On 21 April 1981 this Court in its first interpretation of these three regulations, stated:

Read conjunctively, the general effect of these regulations is to prohibit anyone, other than the accused, from introducing, in criminal proceedings, any information about, or gained as a result of, his participation in an Air Force drug rehabilitation program. The result, then, is an extraordinarily broad evidentiary exclusionary privilege that is automatically invoked on behalf of the accused, unless he specifically directs otherwise. [Footnotes omitted]

United States v. Cottle, 11 M.J. 572, 574 (A.F.C.M.R. 1981).

Less than three months later, Senior Judge Arrowood and Judge Mahoney, speaking for the Court, limited Cottle’s general holding by ruling in United States v. Schmenk, 11 M.J. 801 (A.F.C.M.R. 1981) and United States v. Schrock, 11 M.J. 797 (A.F. C.M.R. 1981) that drug rehabilitation information could properly be considered by *887post-trial review authorities when exercising their clemency function, with or without the consent of the accused.

On 21 July 1981, the same majority further limited Cottle, supra, this time ruling that prior to referral of charges, the convening authority may consider drug rehabilitation information for the purpose of determining whether to refer such charges to trial. United States v.
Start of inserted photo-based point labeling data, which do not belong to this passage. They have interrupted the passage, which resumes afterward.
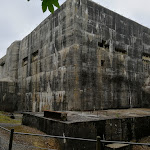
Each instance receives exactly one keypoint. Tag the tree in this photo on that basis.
(49, 4)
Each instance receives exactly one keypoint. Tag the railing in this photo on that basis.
(98, 141)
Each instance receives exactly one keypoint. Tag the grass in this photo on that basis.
(35, 141)
(6, 119)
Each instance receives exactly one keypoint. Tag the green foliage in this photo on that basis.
(49, 4)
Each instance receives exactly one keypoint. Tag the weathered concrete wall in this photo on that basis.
(82, 57)
(125, 129)
(115, 59)
(8, 97)
(47, 63)
(9, 63)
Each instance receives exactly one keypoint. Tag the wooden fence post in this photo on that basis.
(98, 143)
(11, 139)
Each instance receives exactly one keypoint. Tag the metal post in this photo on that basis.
(98, 143)
(11, 139)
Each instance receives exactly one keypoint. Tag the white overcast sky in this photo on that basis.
(19, 17)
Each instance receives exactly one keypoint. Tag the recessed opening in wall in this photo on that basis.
(102, 62)
(25, 61)
(103, 44)
(146, 57)
(2, 64)
(121, 51)
(35, 56)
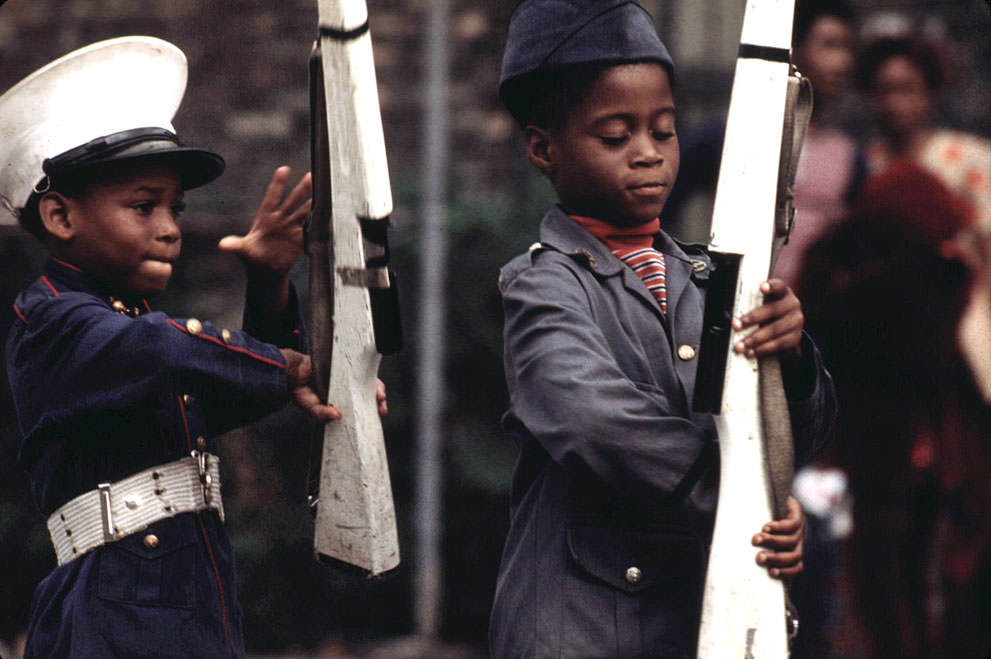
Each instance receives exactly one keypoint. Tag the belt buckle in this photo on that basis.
(106, 512)
(206, 479)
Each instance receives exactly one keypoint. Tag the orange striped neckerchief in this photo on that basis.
(622, 239)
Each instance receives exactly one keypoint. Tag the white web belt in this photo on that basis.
(117, 510)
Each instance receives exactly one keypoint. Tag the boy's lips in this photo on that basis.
(651, 188)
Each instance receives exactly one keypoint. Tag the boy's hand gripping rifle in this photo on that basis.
(350, 285)
(744, 611)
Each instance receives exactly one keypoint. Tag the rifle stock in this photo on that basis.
(355, 517)
(744, 609)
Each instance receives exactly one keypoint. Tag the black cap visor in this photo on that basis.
(196, 167)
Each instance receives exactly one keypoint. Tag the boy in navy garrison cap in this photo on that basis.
(116, 402)
(614, 489)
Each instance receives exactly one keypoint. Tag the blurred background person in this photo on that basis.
(902, 77)
(893, 282)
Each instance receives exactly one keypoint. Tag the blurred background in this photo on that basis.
(248, 99)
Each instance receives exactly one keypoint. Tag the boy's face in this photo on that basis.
(615, 157)
(125, 231)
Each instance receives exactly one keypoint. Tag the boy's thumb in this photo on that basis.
(230, 243)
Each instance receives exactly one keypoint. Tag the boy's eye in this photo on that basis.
(613, 140)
Jones, 11 M.J. 817 (A.F.C.M.R. 1981).

Here, my brothers say the regulations permit the introduction of drug rehabilitation material at trial, itself, so long as it is not presented to the triers of fact for use in directly determining the guilt or innocence of the accused.
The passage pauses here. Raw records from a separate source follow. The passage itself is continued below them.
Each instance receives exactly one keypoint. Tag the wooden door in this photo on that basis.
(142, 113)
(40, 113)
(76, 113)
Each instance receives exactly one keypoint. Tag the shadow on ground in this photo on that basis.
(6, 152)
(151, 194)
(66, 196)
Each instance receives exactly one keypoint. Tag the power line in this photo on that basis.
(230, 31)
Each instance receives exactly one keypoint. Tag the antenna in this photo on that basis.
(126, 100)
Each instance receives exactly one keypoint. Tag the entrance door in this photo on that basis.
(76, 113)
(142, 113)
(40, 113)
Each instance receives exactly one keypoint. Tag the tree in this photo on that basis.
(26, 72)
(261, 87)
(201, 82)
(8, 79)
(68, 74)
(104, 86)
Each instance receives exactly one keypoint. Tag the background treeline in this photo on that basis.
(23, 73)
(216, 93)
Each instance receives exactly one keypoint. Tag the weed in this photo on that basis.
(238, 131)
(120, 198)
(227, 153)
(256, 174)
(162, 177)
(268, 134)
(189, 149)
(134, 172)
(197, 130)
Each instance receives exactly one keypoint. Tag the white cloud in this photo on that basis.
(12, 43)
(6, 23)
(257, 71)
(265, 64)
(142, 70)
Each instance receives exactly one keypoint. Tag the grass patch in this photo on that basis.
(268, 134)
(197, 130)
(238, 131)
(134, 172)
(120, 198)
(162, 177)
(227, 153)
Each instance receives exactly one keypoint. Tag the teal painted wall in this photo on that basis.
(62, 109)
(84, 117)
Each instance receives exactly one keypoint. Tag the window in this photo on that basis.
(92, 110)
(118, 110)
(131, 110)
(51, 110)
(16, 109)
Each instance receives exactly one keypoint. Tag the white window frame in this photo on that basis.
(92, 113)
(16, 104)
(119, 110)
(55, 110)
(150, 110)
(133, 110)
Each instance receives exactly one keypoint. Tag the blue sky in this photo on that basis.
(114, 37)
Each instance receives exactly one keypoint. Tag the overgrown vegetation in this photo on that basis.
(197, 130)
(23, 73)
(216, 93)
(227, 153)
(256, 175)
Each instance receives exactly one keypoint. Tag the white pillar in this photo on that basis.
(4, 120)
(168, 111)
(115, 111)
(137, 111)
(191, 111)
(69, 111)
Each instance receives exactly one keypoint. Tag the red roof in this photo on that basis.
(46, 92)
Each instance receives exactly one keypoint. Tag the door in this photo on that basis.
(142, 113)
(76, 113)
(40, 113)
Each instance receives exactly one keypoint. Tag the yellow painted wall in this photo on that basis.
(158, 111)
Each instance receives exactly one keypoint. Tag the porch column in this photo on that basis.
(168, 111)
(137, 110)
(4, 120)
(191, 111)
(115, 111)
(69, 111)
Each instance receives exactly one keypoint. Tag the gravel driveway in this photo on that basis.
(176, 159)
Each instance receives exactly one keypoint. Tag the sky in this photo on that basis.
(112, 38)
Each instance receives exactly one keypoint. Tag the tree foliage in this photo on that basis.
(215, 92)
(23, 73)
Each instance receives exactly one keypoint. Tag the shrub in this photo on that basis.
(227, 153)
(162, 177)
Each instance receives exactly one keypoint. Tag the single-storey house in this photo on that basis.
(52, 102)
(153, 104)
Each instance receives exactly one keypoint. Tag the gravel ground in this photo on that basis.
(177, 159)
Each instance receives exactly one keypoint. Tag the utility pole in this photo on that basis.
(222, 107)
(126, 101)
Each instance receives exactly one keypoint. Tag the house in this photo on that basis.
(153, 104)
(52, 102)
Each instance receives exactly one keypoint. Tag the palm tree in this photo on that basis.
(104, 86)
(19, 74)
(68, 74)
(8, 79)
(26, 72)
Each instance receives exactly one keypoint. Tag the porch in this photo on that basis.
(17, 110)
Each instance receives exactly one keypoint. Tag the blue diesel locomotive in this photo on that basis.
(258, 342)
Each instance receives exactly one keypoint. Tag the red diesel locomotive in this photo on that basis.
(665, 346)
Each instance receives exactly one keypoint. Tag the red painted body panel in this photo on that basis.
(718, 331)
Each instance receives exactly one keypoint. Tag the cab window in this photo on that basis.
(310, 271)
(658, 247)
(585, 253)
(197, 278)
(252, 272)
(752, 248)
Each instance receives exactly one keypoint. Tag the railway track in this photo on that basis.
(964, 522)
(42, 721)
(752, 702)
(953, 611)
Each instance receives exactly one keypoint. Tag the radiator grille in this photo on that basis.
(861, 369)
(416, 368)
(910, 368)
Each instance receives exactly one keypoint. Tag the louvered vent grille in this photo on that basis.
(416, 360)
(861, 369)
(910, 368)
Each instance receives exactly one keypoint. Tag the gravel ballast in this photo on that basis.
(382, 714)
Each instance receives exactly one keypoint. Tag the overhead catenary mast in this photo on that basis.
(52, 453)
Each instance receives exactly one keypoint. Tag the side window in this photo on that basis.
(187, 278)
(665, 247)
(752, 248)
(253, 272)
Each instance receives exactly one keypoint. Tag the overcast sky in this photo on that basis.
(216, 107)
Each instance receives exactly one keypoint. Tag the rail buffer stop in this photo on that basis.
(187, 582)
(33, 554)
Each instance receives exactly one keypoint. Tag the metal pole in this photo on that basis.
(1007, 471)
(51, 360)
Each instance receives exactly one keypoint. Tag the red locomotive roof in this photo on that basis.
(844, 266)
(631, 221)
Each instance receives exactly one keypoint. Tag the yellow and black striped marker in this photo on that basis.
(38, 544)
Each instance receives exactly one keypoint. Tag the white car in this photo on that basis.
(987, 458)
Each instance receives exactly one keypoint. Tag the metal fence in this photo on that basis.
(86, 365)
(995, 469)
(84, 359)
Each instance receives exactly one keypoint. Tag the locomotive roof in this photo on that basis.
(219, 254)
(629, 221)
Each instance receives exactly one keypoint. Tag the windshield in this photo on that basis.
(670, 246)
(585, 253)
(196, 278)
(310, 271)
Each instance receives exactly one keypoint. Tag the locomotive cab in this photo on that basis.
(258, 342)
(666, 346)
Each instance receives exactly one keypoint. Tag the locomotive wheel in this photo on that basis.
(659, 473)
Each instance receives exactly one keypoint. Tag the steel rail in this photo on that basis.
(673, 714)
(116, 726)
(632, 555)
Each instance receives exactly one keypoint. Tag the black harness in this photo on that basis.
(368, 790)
Not only does such a ruling misinterpret the combined effect of AFR 30-2, AFM 111-1, and 42 C.F.R. §§ 2.1-2.67-1, for the reasons stated in United States v. Cottle, supra, and my dissents in Schmenk, supra, and Jones, supra,2 but it effectively overrules one specific holding of Cottle, to wit:

Consequently, no information resulting from or concerning an individual’s participation in an Air Force drug rehabilitation program is admissible at Air Force courts-martial unless a specific basis for its admission is first shown to be in compliance with the cited regulatory provision. [Footnotes omitted]

United States v. Cottle, supra, at 574.

In my opinion, my brethren have today subtly crossed the line from colorable interpretative arguments centering on the meaning of the regulatory term “criminal proceedings” to a judicial invalidation of perfectly clear regulatory provisions. Because the underlying purpose of these regulations is the protection of the personal interests of airmen volunteering to participate in the Air Force’s drug rehabilitation program, the government should have been required to abide by its own regulations. United States v. Russo, 1 M.J. 134 (C.M.A. 1975).

. United States v. Cottle, 11 M.J. 572 (A.F.C. M.R. 1981).

. Actually, the prohibitions of these regulations not only clearly prohibit information pertaining to an accused’s participation in a drug rehabilitation program from being admitted at his court-martial, but they also provide strict confidentiality prohibiting disclosure outside the court room. In effect, the Air Force tells its airmen, if you volunteer for our drug rehabilitation program, we pledge we will never disclose any facts regarding your participation in it to anyone, unless you personally request it in writing.